(621b) Mixed-Integer Multi-Objective Optimization through Multiparametric Programming

Optimization problems involving more than one objective function are referred to as Multi-Objective Optimization (MOO) problems. Conflicting objectives can arise in cases where the decision makers are concerned with more than one objective (i.e. economic and environmental) or when multiple stakeholders are involved in decision making. Different approaches have been proposed for the development of the pareto front of continuous MOO problems including the ε-constraint approach [1], the weight sum approach [2] and data driven and evolutionary approaches [3, 4]. The explicit derivation of the pareto front for continuous MOO problems through multi-parametric programming has been presented by [5, 6, 7], although very few approaches have been developed for the exact explicit derivation of the pareto front for mixed-integer MOO problems [8].

In this work we present an algorithm for the exact explicit derivation of the pareto front of mixed-integer linear MOO problems based on multi-parametric programming. The ε-constraint approach is used to transform the MOO problem into a single objective multi-parametric mixed-integer linear problem where the tunable suboptimality variables (resulting from the ε-constraints) are considered as parameters. The reformulated problem can be solved using already developed multi-parametric mixed-integer algorithms through the POP toolbox [9], supplying the decision makers with the explicit form of the pareto front in terms of the tunable variables ε. The proposed approach is illustrated through a set of numerical examples and its capabilities are demonstrated in a computational study.

References:

[1] Mavrotas G. Effective implementation of the ε-constraint method in Multi-Objective Mathematical Programming problems 2009, 213, 455-465.

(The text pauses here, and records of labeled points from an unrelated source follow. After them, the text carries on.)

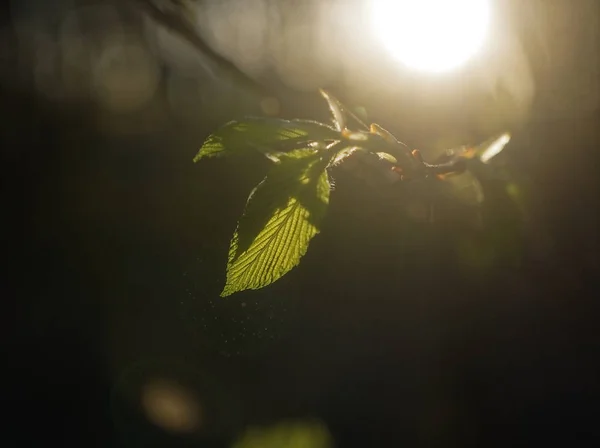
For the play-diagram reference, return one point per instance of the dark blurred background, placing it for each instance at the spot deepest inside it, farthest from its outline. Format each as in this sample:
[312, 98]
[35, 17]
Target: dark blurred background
[389, 333]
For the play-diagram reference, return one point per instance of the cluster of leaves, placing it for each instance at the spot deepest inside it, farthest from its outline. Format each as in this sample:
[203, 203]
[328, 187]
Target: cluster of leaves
[284, 212]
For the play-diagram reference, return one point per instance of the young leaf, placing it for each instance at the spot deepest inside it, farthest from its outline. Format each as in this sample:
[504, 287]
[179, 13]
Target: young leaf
[282, 215]
[270, 136]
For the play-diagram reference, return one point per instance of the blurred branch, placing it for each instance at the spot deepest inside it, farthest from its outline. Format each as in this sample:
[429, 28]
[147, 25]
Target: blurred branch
[173, 19]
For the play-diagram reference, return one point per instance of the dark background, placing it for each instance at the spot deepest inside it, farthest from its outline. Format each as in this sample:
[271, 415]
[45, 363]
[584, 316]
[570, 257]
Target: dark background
[115, 247]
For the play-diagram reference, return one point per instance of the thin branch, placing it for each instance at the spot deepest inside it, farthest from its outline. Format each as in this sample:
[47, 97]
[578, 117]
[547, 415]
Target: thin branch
[176, 24]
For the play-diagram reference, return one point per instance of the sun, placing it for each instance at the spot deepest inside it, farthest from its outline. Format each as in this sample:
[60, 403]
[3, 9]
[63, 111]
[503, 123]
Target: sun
[431, 35]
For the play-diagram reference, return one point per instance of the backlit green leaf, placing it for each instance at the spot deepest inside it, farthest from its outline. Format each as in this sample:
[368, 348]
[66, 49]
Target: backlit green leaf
[270, 136]
[282, 215]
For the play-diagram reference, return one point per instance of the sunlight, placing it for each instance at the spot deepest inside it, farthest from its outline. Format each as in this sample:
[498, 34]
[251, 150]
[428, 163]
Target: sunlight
[431, 35]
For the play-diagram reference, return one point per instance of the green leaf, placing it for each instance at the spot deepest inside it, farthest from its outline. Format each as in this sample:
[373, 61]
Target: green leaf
[282, 215]
[270, 136]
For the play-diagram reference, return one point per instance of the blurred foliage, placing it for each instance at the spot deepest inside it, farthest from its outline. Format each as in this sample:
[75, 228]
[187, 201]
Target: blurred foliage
[292, 434]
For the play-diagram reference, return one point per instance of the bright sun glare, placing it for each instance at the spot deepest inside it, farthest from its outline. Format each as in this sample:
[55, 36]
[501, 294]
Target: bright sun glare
[431, 35]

[2] Marler, R. T.; Arora, J. S. The weighted sum method for multi-objective optimization: new insights. Structural and Multidisciplinary Optimization 2010, 41 (6), 853-862.

[3] Beykal, B.; Boukouvala, F.; Floudas, C. A.; Pistikopoulos, E. N. Optimal design of energy systems using constrained grey-box multi-objective optimization. Computers & Chemical Engineering 2018, 116, 488-502.

[4] Zitzler, E.; Thiele, L. Multi-objective optimization using evolutionary algorithms - A comparative case study, Lecture Notes in Computer Science (including subseries Lecture Notes in Artificial Intelligence and Lecture Notes in Bioinformatics), 1498 LNCS, 1998, 292-301.

[5] Oberdieck, R.; Pistikopoulos, E. N. Multi-objective optimization with convex quadratic cost functions: A multi-parametric programming approach. Computers & Chemical Engineering 2016, 85, 36-39.

[6] Hugo, A.; Ciumei, C.; Buxton, A.; Pistikopoulos, E. N. Environmental impact minimization through material substitution: A multi-objective optimization approach. Green Chemistry 2004, 6 (8), 407-417.

[7] Charitopoulos, V.M.; Dua, V. A unified framework for model-based multi-objective linear process and energy optimisation under uncertainty. Applied Energy 2017, 186, 539-548.

[8] Rasmi, S.A.B.; Turkay, M. GoNDEF: an exact method to generate all non-dominated points of multi-objective mixed-integer linear programs. Optimization and Engineering 2019, 20, 89-117.

[9] Oberdieck, R.; Diangelakis, N. A.; Papathanasiou, M. M.; Nascu, I.; Pistikopoulos, E. N. POP - Parametric Optimization Toolbox. Industrial & Engineering Chemistry Research 2016, 55 (33), 8979-8991.